Sports Illustrated's Michael McKnight has written a 4,200-word feature story on the Miami Dolphins' Robert Quinn, the face of Thursday night's NFL protests after a photo of him standing with raised fist was widely circulated by media. Quinn is portrayed as a charitable man who wants to unite America by protesting the national anthem. Quinn says he wants the finger pointing to stop, yet tears down the nation.
With free agent protesters Colin Kaepernick and Eric Reid currently out of football, McKnight says, Quinn is "the steadiest presence" among NFL protesters. He's "a man, born and raised in what was once the epicenter of the American slave trade, who expresses his dissent while standing." He promises to continue raising his fist and says, “I won’t stop until they get rid of me."
Quinn says, "I don’t know if people really know why I’m protesting. Its meaning starts with—I’m gonna be honest—black power. Let’s protect our own. But at the same time I want to unite America. I would like for everyone to quit finger-pointing about who’s this and who’s that. Let’s all be one people."
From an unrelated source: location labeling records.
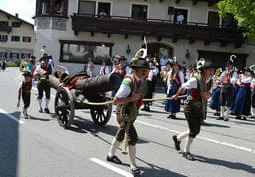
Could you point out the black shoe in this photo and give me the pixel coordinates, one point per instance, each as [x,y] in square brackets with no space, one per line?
[136,171]
[238,117]
[188,156]
[219,118]
[113,159]
[47,110]
[176,143]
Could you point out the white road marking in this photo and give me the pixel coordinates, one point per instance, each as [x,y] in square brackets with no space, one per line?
[111,167]
[11,116]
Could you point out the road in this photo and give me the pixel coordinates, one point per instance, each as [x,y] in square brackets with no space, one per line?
[39,147]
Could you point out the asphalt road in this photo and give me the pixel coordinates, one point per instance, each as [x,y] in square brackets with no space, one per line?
[39,147]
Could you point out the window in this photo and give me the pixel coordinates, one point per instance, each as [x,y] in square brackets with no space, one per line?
[16,24]
[51,7]
[180,16]
[104,9]
[3,38]
[4,24]
[87,7]
[229,22]
[15,38]
[139,12]
[26,39]
[80,51]
[14,55]
[25,55]
[213,19]
[3,54]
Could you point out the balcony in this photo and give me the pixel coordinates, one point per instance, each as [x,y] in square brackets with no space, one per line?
[157,28]
[7,29]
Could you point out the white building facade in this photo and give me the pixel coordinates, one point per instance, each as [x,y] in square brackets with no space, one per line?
[17,37]
[73,31]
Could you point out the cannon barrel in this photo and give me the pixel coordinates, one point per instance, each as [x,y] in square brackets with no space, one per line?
[54,82]
[99,84]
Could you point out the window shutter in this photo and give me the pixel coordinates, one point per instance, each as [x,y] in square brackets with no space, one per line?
[87,7]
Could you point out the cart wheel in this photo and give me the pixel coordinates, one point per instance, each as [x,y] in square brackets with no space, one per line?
[64,107]
[101,114]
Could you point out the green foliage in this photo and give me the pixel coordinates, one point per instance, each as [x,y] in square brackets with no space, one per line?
[243,11]
[13,64]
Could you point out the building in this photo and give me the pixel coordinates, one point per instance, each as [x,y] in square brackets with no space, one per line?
[73,31]
[17,37]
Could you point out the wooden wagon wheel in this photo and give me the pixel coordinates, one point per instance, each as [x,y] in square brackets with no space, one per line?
[64,107]
[101,114]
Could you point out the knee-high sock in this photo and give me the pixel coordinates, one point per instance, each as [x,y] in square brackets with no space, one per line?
[47,101]
[222,109]
[132,153]
[188,144]
[253,111]
[182,135]
[114,147]
[40,102]
[227,112]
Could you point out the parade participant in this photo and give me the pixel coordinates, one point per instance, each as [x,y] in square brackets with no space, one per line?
[198,91]
[43,83]
[174,81]
[253,95]
[119,67]
[242,102]
[25,91]
[228,79]
[104,69]
[151,81]
[215,99]
[127,100]
[90,67]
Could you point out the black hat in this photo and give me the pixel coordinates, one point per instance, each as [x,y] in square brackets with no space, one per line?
[27,73]
[138,63]
[203,63]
The Dolphins' defensive end began his protest nearly two years ago, in a game at Santa Clara, just 10 miles from the statue of disgraced 1968 U.S. Olympic sprinters John Carlos and Tommie Smith, with the 49ers' Kaepernick and Reid kneeling across the field, as McKnight points out.
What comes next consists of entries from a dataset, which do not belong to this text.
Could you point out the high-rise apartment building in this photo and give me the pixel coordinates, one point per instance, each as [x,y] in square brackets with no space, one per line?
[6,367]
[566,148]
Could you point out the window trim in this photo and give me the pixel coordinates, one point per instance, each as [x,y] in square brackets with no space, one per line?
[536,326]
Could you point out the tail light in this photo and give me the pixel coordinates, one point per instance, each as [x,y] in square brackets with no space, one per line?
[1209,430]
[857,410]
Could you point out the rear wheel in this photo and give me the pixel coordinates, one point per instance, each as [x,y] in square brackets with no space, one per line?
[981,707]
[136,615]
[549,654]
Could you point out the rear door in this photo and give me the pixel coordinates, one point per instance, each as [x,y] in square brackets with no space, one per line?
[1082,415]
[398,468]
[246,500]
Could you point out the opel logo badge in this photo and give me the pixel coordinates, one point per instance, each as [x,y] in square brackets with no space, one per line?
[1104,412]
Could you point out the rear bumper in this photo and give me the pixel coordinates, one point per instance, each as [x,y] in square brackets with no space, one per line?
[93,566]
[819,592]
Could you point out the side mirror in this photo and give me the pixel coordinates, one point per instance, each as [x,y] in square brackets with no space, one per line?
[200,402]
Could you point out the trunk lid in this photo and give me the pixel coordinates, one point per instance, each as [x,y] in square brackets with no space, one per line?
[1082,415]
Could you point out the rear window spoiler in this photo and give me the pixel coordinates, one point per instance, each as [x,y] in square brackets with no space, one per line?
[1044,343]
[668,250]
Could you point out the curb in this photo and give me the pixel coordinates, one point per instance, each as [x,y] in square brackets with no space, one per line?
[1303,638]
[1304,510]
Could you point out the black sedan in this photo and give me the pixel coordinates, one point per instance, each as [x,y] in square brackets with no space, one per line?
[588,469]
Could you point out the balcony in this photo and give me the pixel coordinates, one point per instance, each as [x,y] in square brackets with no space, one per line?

Quinn, the divisive "uniter" and opponent of finger pointers, then begins pointing his own finger. Starting with The white police officers who, in recent years, killed African-Americans Alton Sterling, Philando Castile Stephon Clark and Terence Crutcher. The officers were either acquitted or not prosecuted by the authorities who reviewed those cases. McKnight quantifies police-involved killings of African-Americans with numbers unaccompanied by circumstances: 963 in 2016, 987 in 2017 and on pace to exceed 1,000 this year, according to The Washington Post.
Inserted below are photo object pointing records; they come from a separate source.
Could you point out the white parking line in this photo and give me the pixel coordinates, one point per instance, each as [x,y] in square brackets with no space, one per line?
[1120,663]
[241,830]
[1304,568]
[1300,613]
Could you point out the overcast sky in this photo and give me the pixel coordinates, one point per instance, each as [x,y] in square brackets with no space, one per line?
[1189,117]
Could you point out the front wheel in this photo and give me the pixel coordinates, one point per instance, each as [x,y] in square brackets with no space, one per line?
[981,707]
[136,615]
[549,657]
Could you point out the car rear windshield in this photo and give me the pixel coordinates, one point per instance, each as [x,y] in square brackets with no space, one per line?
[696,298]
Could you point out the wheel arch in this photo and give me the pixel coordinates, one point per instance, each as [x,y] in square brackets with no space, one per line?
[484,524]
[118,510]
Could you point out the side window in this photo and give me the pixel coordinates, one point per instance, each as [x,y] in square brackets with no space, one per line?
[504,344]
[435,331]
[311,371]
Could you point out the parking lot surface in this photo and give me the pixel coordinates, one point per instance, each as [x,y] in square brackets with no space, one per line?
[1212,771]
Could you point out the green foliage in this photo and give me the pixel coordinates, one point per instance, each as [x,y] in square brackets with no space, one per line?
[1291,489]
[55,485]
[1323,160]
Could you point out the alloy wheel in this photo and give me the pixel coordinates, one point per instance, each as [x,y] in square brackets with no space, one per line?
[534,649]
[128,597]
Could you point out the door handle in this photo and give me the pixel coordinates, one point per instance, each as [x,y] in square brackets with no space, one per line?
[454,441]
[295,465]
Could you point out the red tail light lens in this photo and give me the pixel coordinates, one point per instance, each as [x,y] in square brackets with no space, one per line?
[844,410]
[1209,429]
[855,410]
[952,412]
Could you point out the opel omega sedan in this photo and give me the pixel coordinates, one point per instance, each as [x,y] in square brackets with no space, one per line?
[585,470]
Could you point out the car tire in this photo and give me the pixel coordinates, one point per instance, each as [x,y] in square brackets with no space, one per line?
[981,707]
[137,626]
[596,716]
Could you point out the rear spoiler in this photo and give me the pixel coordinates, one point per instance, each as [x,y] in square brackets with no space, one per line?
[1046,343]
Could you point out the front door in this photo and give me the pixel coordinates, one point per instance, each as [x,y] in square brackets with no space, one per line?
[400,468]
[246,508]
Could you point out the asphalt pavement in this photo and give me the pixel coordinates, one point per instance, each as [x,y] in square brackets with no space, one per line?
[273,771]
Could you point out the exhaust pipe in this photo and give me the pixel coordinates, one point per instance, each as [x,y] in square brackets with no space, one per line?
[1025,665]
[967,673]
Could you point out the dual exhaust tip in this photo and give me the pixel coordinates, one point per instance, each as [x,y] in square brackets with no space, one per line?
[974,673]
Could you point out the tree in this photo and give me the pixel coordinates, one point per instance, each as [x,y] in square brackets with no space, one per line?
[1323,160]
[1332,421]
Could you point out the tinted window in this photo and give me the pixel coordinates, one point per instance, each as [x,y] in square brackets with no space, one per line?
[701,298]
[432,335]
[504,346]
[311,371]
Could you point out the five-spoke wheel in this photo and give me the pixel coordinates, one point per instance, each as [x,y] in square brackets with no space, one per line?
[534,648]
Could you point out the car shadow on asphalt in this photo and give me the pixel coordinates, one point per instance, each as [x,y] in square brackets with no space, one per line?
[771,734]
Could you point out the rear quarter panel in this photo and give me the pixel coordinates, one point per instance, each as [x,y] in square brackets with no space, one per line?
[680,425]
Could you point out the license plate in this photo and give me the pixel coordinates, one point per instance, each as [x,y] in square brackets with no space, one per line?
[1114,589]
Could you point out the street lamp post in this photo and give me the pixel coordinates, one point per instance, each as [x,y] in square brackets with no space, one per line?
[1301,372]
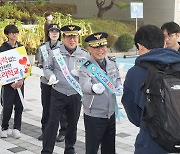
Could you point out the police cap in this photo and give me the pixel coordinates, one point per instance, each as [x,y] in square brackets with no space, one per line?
[70,30]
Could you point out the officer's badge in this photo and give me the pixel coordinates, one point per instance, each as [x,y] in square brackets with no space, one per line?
[93,68]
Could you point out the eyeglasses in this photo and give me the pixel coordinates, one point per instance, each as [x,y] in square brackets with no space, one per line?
[170,36]
[72,37]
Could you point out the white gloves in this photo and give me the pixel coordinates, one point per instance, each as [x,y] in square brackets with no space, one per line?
[98,88]
[119,91]
[74,72]
[52,80]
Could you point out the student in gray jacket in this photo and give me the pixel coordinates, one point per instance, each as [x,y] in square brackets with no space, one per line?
[53,42]
[63,94]
[98,101]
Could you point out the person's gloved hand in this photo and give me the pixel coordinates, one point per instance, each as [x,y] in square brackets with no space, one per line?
[52,80]
[98,88]
[74,72]
[119,91]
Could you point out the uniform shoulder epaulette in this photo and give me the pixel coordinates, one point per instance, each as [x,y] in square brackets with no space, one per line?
[112,58]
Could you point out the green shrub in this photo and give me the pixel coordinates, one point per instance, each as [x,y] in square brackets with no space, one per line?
[40,9]
[124,42]
[111,40]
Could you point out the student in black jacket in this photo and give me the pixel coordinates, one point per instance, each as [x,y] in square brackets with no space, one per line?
[9,94]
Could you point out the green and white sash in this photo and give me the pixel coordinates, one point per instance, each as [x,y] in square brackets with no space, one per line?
[60,60]
[106,81]
[44,52]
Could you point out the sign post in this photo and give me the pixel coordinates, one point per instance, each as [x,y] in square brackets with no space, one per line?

Francis Scott Key, the slave owner who once called blacks an “inferior race of people," is targeted by Quinn. McKnight chips in "his protest is his way of saying the red-white-and-blue spectacle preceding every NFL game hides an important lie he is not willing to tolerate, not even for two minutes. It's his answer to anthem writer Francis Scott Key." To which Quinn says:
"My ancestors were brought here [on slave] ships, treated like a fraction of a human, under a flag that was created out of wiping out Native Americans. Today that flag tells Muslims and Mexicans, We don’t want you here. We’re supposed to be America—equal opportunity, equal people—but you look around and it’s not like that.”
President Donald Trump gets a finger in the eye, too: "America elected as its president a man who would call these protesting players sons of bitches and rant that they should be fired," McKnight writes. "Before NFL games Quinn stands against, among other things, the current administration’s immigration policies."
Furthermore, Quinn believes "some of America’s dearest institutions need overhauling. Racism and the quest for personal gain, he says, have become too entwined in this country’s roots. And in the NFL’s, too—from the league’s spotty history regarding player safety to its clumsy responses to player protests to its lopsided hiring practices." Quinn is upset that there are no black-owned teams in the NFL and "Barely any black coaches," despite 77 percent of the players being black. McKnight supports him with this:
"For years, Quinn has heard the establishment tell minorities, We know, just hang in there. But for how much longer? his raised fist asks. How long can we ignore that the American experiment—freedom for all—is either a hoax or it requires far more effort than is currently being expended?"
McKnight excuses Quinn's finger pointing and lists events that "took shape on a time line that would inform and encourage the protests Robert Quinn engages in today." These events happened "back in the day," Quinn said in a classic understatement.
He goes back to 2012 when Trayvon Martin "was gunned down by a Florida neighborhood watch coordinator" (George Zimmerman, who killed him in self defense), to 1955 when the 14-year-old Emmitt Till was lynched by white men and to colonial times when slave-trading ships brought Africans to a South Carolina port near Quinn's hometown. Despite the gains in racial equality since those times the multi-millionaire Quinn still complains that "Not every American is free."